15. Severability. In the event any portion of the Terms is deemed unenforceable for any reason, such portion shall be severable and that the remaining provisions of these Terms shall continue in full force and effect.
16. Waiver. As allowed by 49 U.S.C. § 14101, the Parties expressly waive any and all rights and remedies under Part B of Subtitle IV to Title 49 of the U.S. Code to the extent that such rights and remedies conflict with these Terms. Failure by either Party to insist upon the other Party’s performance under these Terms or to exercise any right or privilege herein shall not be a waiver of any of the rights or privileges provided for in this Agreement. IN NO EVENT WILL CARRIER BE LIABLE FOR ANY SPECIAL, INDIRECT, PUNITIVE OR CONSEQUENTIAL DAMAGES, INCLUDING, BUT NOT LIMITED TO, LOST PROFITS, LOST SALES, OR DAMAGES DUE TO BUSINESS INTERRUPTION, REGARDLESS OF WHETHER CARRIER HAD NOTICE OF THE POSSIBILITY OF SUCH DAMAGES.
17. Notice. All notices or other communications required or permitted under these Terms to be sent to Carrier must be sent to email@example.com or firstname.lastname@example.org.

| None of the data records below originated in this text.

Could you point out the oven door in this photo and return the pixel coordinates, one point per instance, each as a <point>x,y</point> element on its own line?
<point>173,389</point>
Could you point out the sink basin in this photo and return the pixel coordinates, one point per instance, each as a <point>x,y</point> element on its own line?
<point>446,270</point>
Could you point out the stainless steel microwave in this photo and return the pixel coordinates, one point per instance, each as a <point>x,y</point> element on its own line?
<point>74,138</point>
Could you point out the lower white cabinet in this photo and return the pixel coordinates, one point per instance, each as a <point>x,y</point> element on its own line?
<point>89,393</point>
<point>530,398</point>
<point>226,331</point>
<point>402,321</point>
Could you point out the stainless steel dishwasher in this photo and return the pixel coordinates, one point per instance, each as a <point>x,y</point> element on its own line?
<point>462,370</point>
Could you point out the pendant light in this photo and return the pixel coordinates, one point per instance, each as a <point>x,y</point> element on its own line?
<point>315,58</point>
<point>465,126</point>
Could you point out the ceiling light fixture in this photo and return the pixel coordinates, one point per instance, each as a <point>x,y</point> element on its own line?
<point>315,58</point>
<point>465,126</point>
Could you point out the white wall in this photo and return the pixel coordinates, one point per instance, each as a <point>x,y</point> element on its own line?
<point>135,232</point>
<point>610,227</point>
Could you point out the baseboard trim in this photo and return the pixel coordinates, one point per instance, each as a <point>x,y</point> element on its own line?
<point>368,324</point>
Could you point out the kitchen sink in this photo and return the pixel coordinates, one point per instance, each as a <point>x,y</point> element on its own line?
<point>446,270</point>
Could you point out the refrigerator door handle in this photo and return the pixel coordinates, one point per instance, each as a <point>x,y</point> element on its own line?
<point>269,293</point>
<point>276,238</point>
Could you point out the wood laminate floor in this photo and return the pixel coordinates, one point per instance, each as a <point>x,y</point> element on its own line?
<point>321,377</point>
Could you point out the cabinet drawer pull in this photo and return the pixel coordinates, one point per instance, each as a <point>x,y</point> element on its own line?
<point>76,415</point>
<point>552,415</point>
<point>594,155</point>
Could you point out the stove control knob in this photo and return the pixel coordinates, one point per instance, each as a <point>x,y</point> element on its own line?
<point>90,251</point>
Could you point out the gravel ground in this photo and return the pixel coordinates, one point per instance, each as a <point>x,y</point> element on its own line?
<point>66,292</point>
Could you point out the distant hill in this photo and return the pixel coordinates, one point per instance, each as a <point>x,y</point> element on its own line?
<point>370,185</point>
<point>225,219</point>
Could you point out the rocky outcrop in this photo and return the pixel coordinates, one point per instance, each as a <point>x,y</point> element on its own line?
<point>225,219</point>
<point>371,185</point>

18. Dispute Resolution. These Terms shall be deemed to have been drawn in accordance with the statutes and laws of the state of Indiana and in the event of any disagreement or dispute, the laws of Indiana shall apply and suit must be brought in exclusively in the state or federal courts serving Marion County, Indiana as each Party specifically submits to the exclusive personal jurisdiction of such courts for disputes involving these Terms or Services and waive any and all defenses to jurisdiction of or venue in such courts.
19. Force Majeure. In the event performance by one Party is affected or prohibited by any cause beyond the reasonable control of such Party, including without limitation, fire, labor strife, riot, war, weather conditions, acts of the public enemy, acts of God, acts of terrorism, local or national disruptions to transportation networks or operations, material equipment repairs, fuel shortages, governmental regulations, governmental request or requisition for national defense, or requests of governmental officials, and provided that the applicable cause is not attributable to the acts or omissions of such Party, and such Party is taking reasonable measures to remove or mitigate the effects of the applicable cause, then the running of all periods of time and the performance of all obligations required herein shall, with the exception of payment of invoices, be suspended during the continuance of such interruption, and such Party shall promptly notify the other Party of such interruption. Such period of suspension shall not in any way invalidate these Terms, but on resumption of operations, any affected performance by such Party shall be resumed. No liability shall be incurred by either Party for damages resulting from such suspensions.
20. Captions. The captions in these Terms are inserted for convenience of reference only and in no way define, describe or limit the scope or intent of these Terms or any of the provisions thereof.
21. Election of Remedies. The pursuit of any single remedy by a Party shall not be deemed an election of remedies or otherwise limit or preclude such Part’s right to pursue any other remedy or remedies.
22. Complete Agreement. Except as described in Section 1, these Terms constitute the entire agreement of the Parties with reference to the subject matters herein and supersede all other oral or written communications, representations, undertakings and agreements of the parties relating thereto.